Zeichensprache

Symbole und Zeichen weisen auf Gott hin. Gott übersteigt unsere Vorstellungskraft und wir können ihn mit Worten nicht ausreichend beschreiben. Da, wo Worte alleine nicht ausreichen, helfen uns Symbole und Zeichen. Sie "sprechen" zeichenhaft von Gott und sind gleichzeitig Bekenntnisse unseres Glaubens. Der Blog beschäftigt sich im Monat April mit den österlichen Zeichen und Symbolen.
Datum:
3. Apr. 2021
Von:
Tanja Limmer

Osterlamm

Nicht nur an Ostern, sondern in jeder Heiligen Messe, beten wir: „Lamm Gottes, du nimmst hinweg die Sünden der Welt – erbarme dich unser, schenk uns deinen Frieden“. Jesus Christus wird schon zu Lebzeiten von Johannes dem Täufer als „Lamm Gottes“ betitelt (Joh 1, 29.36). Um diesen Titel einordnen zu können, müssen wir zunächst die jüdische Tradition des Opferlammes betrachten. Vor über 2.000 Jahren war es üblich, dass die Juden im Tempel Tiere, vorzugsweise Lämmer, opferten. Gott selbst trug ihnen diese Praxis auf, um das Opfern von Menschenleben zu verhindern (Vgl.
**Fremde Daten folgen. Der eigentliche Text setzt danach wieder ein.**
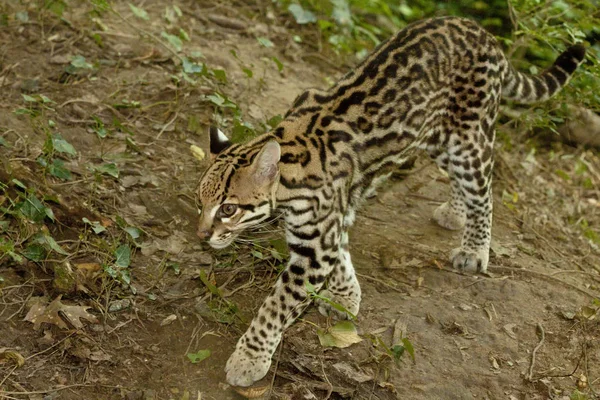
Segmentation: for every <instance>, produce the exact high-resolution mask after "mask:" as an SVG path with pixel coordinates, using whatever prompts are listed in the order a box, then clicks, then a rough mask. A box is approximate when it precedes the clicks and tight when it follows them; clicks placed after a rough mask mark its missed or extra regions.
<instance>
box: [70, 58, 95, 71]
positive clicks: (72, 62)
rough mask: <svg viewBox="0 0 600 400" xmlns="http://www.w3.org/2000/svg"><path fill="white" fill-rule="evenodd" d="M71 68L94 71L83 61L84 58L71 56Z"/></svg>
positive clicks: (83, 59) (92, 68)
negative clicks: (91, 69) (85, 69)
mask: <svg viewBox="0 0 600 400" xmlns="http://www.w3.org/2000/svg"><path fill="white" fill-rule="evenodd" d="M71 66H72V67H73V68H76V69H94V66H93V65H92V64H90V63H88V62H87V61H85V57H84V56H79V55H77V56H73V57H72V58H71Z"/></svg>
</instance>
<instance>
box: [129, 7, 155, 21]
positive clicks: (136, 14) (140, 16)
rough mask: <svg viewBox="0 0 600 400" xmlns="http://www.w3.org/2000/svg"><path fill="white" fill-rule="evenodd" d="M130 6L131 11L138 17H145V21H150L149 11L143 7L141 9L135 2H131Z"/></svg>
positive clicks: (143, 18) (131, 11)
mask: <svg viewBox="0 0 600 400" xmlns="http://www.w3.org/2000/svg"><path fill="white" fill-rule="evenodd" d="M129 8H130V9H131V12H133V14H134V15H135V16H136V17H138V18H140V19H143V20H144V21H149V20H150V17H149V16H148V13H147V12H146V11H145V10H143V9H141V8H139V7H136V6H134V5H133V4H131V3H129Z"/></svg>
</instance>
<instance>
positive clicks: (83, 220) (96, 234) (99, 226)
mask: <svg viewBox="0 0 600 400" xmlns="http://www.w3.org/2000/svg"><path fill="white" fill-rule="evenodd" d="M81 220H82V221H83V222H84V223H86V224H88V225H90V226H91V227H92V230H93V231H94V233H95V234H96V235H98V234H100V233H102V232H104V231H106V228H105V227H103V226H102V225H100V222H98V221H94V222H92V221H90V220H89V219H87V218H86V217H83V218H82V219H81Z"/></svg>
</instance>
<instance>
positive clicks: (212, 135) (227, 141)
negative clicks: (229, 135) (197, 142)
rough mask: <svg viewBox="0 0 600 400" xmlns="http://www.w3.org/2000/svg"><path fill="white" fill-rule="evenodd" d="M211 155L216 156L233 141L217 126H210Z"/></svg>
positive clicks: (228, 145)
mask: <svg viewBox="0 0 600 400" xmlns="http://www.w3.org/2000/svg"><path fill="white" fill-rule="evenodd" d="M209 140H210V155H211V157H212V158H215V157H216V156H217V155H218V154H219V153H220V152H222V151H223V150H225V149H226V148H228V147H229V146H231V142H230V141H229V139H227V136H225V134H224V133H223V132H221V130H220V129H219V128H217V127H216V126H211V127H210V134H209Z"/></svg>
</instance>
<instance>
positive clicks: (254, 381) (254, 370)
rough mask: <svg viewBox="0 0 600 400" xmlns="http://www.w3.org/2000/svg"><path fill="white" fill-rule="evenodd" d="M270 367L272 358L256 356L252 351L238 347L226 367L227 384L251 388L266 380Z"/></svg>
mask: <svg viewBox="0 0 600 400" xmlns="http://www.w3.org/2000/svg"><path fill="white" fill-rule="evenodd" d="M270 366H271V357H270V356H268V355H254V354H252V352H251V351H250V350H248V349H245V348H244V347H240V346H238V348H236V349H235V351H234V352H233V354H232V355H231V356H230V357H229V360H227V365H226V366H225V372H226V373H227V382H228V383H229V384H230V385H233V386H250V385H252V384H253V383H254V382H256V381H259V380H261V379H262V378H264V377H265V375H266V374H267V372H269V367H270Z"/></svg>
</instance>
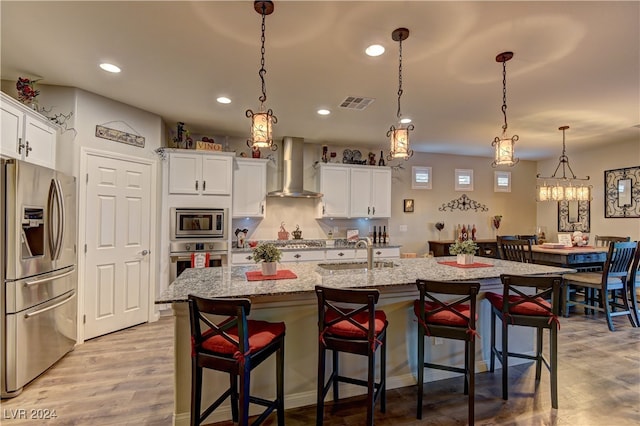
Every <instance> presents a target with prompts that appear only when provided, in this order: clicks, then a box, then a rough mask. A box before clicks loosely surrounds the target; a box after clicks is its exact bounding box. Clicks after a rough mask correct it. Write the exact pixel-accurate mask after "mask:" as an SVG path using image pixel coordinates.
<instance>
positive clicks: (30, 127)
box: [0, 93, 58, 169]
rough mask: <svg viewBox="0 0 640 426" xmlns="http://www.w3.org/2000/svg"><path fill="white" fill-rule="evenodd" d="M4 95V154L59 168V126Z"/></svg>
mask: <svg viewBox="0 0 640 426" xmlns="http://www.w3.org/2000/svg"><path fill="white" fill-rule="evenodd" d="M0 96H1V98H0V113H1V114H2V122H1V129H2V130H1V132H2V133H1V135H2V140H1V142H2V143H1V149H0V152H1V153H2V155H6V156H8V157H12V158H17V159H19V160H25V161H28V162H30V163H34V164H38V165H40V166H44V167H49V168H51V169H55V167H56V140H57V136H58V133H57V127H56V126H55V125H52V124H51V123H50V122H49V120H48V119H47V118H46V117H44V116H43V115H41V114H39V113H38V112H36V111H34V110H32V109H30V108H28V107H26V106H24V105H22V104H21V103H20V102H18V101H16V100H15V99H13V98H11V97H10V96H8V95H6V94H4V93H0Z"/></svg>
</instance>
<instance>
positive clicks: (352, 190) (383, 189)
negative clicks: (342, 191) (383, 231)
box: [349, 167, 391, 218]
mask: <svg viewBox="0 0 640 426" xmlns="http://www.w3.org/2000/svg"><path fill="white" fill-rule="evenodd" d="M350 186H351V197H350V208H349V212H350V216H351V217H370V218H385V217H391V169H388V168H382V167H380V168H378V167H358V168H355V167H353V168H351V183H350Z"/></svg>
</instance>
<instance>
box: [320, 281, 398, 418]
mask: <svg viewBox="0 0 640 426" xmlns="http://www.w3.org/2000/svg"><path fill="white" fill-rule="evenodd" d="M315 290H316V296H317V299H318V387H317V393H316V397H317V406H316V425H317V426H321V425H322V424H324V399H325V397H326V395H327V393H328V392H329V389H331V388H332V387H333V402H334V403H337V402H338V400H339V399H340V395H339V383H340V382H342V383H349V384H352V385H358V386H364V387H366V388H367V407H366V409H367V417H366V419H367V420H366V423H365V424H366V425H368V426H373V422H374V412H373V409H374V407H375V404H376V401H377V400H380V411H381V412H382V413H384V412H385V411H386V374H387V373H386V367H387V365H386V363H387V355H386V354H387V326H388V325H389V323H388V321H387V316H386V314H385V312H384V311H382V310H376V309H375V305H376V303H378V298H379V297H380V292H379V291H378V290H376V289H339V288H330V287H323V286H316V287H315ZM378 349H380V352H379V353H380V377H379V379H378V382H377V383H376V381H375V355H376V352H378ZM327 351H331V352H332V360H333V366H332V369H331V374H330V375H329V378H328V379H327V380H326V382H325V362H326V352H327ZM339 352H343V353H344V352H346V353H350V354H355V355H362V356H365V357H366V358H367V359H366V366H367V380H362V379H358V378H354V377H346V376H342V375H340V370H339V363H338V361H339V358H338V353H339Z"/></svg>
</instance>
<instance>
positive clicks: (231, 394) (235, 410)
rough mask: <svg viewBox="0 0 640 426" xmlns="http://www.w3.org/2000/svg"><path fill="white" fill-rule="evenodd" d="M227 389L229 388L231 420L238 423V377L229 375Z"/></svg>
mask: <svg viewBox="0 0 640 426" xmlns="http://www.w3.org/2000/svg"><path fill="white" fill-rule="evenodd" d="M229 387H230V388H231V418H232V419H233V422H234V423H238V375H237V374H229Z"/></svg>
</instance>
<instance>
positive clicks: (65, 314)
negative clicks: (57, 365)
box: [0, 158, 77, 398]
mask: <svg viewBox="0 0 640 426" xmlns="http://www.w3.org/2000/svg"><path fill="white" fill-rule="evenodd" d="M0 163H1V165H2V176H1V179H2V196H1V197H0V198H1V210H2V216H1V217H2V226H1V228H0V229H1V230H0V232H1V234H0V240H1V243H2V244H1V248H2V253H1V256H0V257H1V259H2V291H1V296H2V303H1V305H2V307H1V310H2V312H1V317H0V321H2V323H1V331H0V333H1V340H0V345H1V349H2V354H1V355H2V370H1V380H2V389H1V395H2V398H9V397H13V396H16V395H18V394H19V393H20V392H21V391H22V388H23V386H24V385H26V384H27V383H29V382H30V381H32V380H33V379H34V378H36V377H37V376H39V375H40V374H41V373H43V372H44V371H45V370H47V369H48V368H49V367H50V366H51V365H53V364H54V363H55V362H56V361H58V360H59V359H60V358H62V357H63V356H64V355H65V354H66V353H67V352H69V351H70V350H71V349H73V347H74V345H75V343H76V327H77V325H76V324H77V297H76V292H77V272H76V259H77V254H76V182H75V178H74V177H71V176H67V175H64V174H62V173H59V172H57V171H55V170H51V169H47V168H44V167H40V166H36V165H34V164H30V163H26V162H23V161H19V160H15V159H5V158H2V159H0Z"/></svg>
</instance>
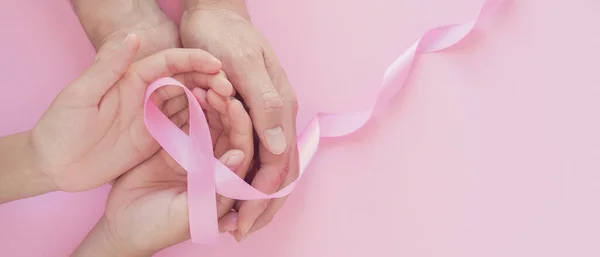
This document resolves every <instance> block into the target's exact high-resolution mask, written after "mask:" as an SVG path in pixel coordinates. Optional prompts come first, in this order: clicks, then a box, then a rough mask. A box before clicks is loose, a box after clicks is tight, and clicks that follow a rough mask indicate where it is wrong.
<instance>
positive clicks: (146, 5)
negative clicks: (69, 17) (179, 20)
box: [71, 0, 181, 60]
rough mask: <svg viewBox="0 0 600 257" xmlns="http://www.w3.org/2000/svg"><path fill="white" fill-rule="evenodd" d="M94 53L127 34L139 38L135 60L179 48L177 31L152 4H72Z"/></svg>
mask: <svg viewBox="0 0 600 257" xmlns="http://www.w3.org/2000/svg"><path fill="white" fill-rule="evenodd" d="M71 3H72V5H73V7H74V10H75V13H76V14H77V16H78V17H79V20H80V22H81V24H82V26H83V28H84V30H85V32H86V34H87V36H88V38H89V40H90V42H91V43H92V45H93V46H94V48H95V49H96V51H98V52H102V51H106V50H110V49H112V48H114V47H115V45H117V44H119V43H120V42H121V41H122V40H123V39H124V38H125V36H127V34H129V33H134V34H136V35H137V36H138V37H139V38H140V49H139V51H138V53H137V55H136V57H135V60H138V59H141V58H144V57H146V56H148V55H151V54H154V53H156V52H159V51H161V50H165V49H169V48H176V47H181V42H180V40H179V29H178V27H177V25H176V24H175V23H174V22H173V21H171V20H170V19H169V18H168V17H167V16H166V15H165V14H164V13H163V12H162V10H161V9H160V6H159V5H158V3H157V1H155V0H141V1H140V0H103V1H89V0H71Z"/></svg>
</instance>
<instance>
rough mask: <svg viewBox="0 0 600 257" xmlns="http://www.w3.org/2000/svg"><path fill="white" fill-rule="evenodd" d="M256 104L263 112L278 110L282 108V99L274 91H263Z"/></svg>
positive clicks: (281, 97)
mask: <svg viewBox="0 0 600 257" xmlns="http://www.w3.org/2000/svg"><path fill="white" fill-rule="evenodd" d="M258 103H259V104H260V106H261V107H260V108H261V109H263V110H273V109H280V108H281V107H283V99H282V97H281V96H280V95H279V94H278V93H277V92H276V91H275V90H265V91H263V92H262V93H261V94H260V96H259V99H258Z"/></svg>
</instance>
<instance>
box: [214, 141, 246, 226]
mask: <svg viewBox="0 0 600 257" xmlns="http://www.w3.org/2000/svg"><path fill="white" fill-rule="evenodd" d="M219 161H221V162H222V163H223V164H225V166H227V167H228V168H229V169H230V170H232V171H233V172H237V171H238V170H239V169H238V167H239V166H240V164H242V162H243V161H244V152H242V151H241V150H238V149H233V150H229V151H227V152H226V153H225V154H223V156H221V157H220V158H219ZM233 204H234V201H232V200H231V199H229V198H227V197H224V196H222V195H219V194H217V214H218V216H219V217H221V216H223V215H225V214H226V213H227V212H229V211H230V210H231V207H233Z"/></svg>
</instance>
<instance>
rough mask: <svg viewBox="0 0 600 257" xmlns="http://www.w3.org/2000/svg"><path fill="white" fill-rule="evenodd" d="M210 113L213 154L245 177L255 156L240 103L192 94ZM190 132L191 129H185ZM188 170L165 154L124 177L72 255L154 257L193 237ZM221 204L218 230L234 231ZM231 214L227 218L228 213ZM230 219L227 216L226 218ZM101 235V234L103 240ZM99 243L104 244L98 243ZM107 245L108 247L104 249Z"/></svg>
mask: <svg viewBox="0 0 600 257" xmlns="http://www.w3.org/2000/svg"><path fill="white" fill-rule="evenodd" d="M193 93H194V95H195V96H196V97H197V99H198V101H200V105H201V106H202V108H203V109H204V110H205V112H206V113H207V118H208V124H209V127H210V130H211V134H212V136H213V137H212V138H213V145H215V148H214V150H215V155H218V156H219V160H220V161H221V162H222V163H224V164H225V165H227V166H228V167H229V168H230V169H231V170H233V171H234V172H236V173H237V174H238V175H239V176H240V177H244V175H245V172H246V170H247V166H248V164H249V160H250V159H251V158H246V157H248V155H249V156H252V154H253V152H252V149H250V151H249V152H247V151H244V150H243V149H239V148H236V147H238V146H239V147H246V146H250V147H251V146H252V145H253V142H252V141H253V138H252V137H253V136H252V123H251V121H250V117H249V116H248V113H247V112H246V110H244V107H243V106H242V103H241V102H239V101H238V100H235V99H232V100H227V101H225V100H223V98H222V97H220V96H217V94H216V93H214V92H211V91H209V92H208V94H207V93H206V92H205V91H204V90H202V89H200V88H195V89H194V90H193ZM182 129H183V130H184V131H187V129H188V126H187V125H184V126H182ZM186 190H187V179H186V171H185V170H184V169H183V168H182V167H181V166H180V165H179V164H177V162H175V161H174V160H173V158H171V156H169V155H168V153H167V152H166V151H165V150H164V149H161V150H160V151H159V152H157V153H156V154H155V155H154V156H152V157H151V158H150V159H148V160H146V161H145V162H143V163H142V164H140V165H138V166H137V167H135V168H134V169H132V170H131V171H129V172H127V173H126V174H124V175H123V176H122V177H120V178H119V179H118V180H117V181H116V182H115V183H114V184H113V187H112V189H111V191H110V194H109V196H108V201H107V206H106V210H105V215H104V217H103V218H102V219H101V220H100V222H99V223H98V225H97V227H96V229H94V230H93V231H92V232H90V234H89V235H88V238H87V239H86V240H84V242H83V243H82V245H81V246H80V247H79V249H78V251H77V252H76V254H74V256H86V254H85V253H92V255H93V256H151V255H152V254H154V253H155V252H157V251H159V250H161V249H163V248H166V247H168V246H171V245H174V244H177V243H180V242H183V241H185V240H187V239H189V238H190V232H189V216H188V207H187V192H186ZM230 208H231V207H228V206H227V203H224V202H221V201H217V210H218V217H219V218H220V220H219V230H220V231H221V232H225V231H233V230H235V228H236V223H235V219H236V216H237V215H236V213H229V210H230ZM227 213H229V214H227ZM226 214H227V215H226ZM98 234H103V236H99V235H98ZM98 238H100V240H98ZM103 242H106V243H103ZM103 244H104V245H103Z"/></svg>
Gen 22, 9-13). 

Bei der Befreiung aus der ägyptischen Gefangenschaft rettete das Blut des Lammes, das zum Bestreichen der Türpfosten verwandt wurde, die Söhne des Volkes Israel vor dem Tod (Ex 12, 7.13). Heute noch feiern die Juden diese Errettung mit dem Paschafest. Jesus war Jude und so feierte auch er mit seinen Jüngern das Paschafest, welches dadurch eine neue Bedeutung – die des letzten Abendmahles – erhielt (Lk 22, 7-23). Nach dem Mahl gibt Jesus sich selbst zum Opfer hin. Durch sein Blut, dass „für uns und für alle vergossen wird“, rettet er uns vor Sünde und Tod.

Der Evangelist Markus berichtet uns, dass im Moment des Todes von Jesus der Vorhang im Tempel zerriss (Mk 15,38). Genau zu dieser Zeit wurden die Lämmer im Tempel geopfert. Zeichenhaft kommt hier zum Ausdruck, dass die „alten“ Opferlämmer des „Alten Bundes“ hinfällig und nicht mehr von Nöten sind. Jesus Christus ist das wahre Opferlamm des „Neuen Bundes“. Die Siegesfahne, die bei keiner künstlerischen Darstellung des Osterlammes fehlen darf, verdeutlicht einmal mehr: „DAS Lamm ist geopfert – der Tod ist besiegt!“

Ich wünsche Ihnen ein frohes und gesegnetes Osterfest und vielleicht werden Sie heute auch beim Osterkaffee ein frisch gebackenes Osterlamm genießen.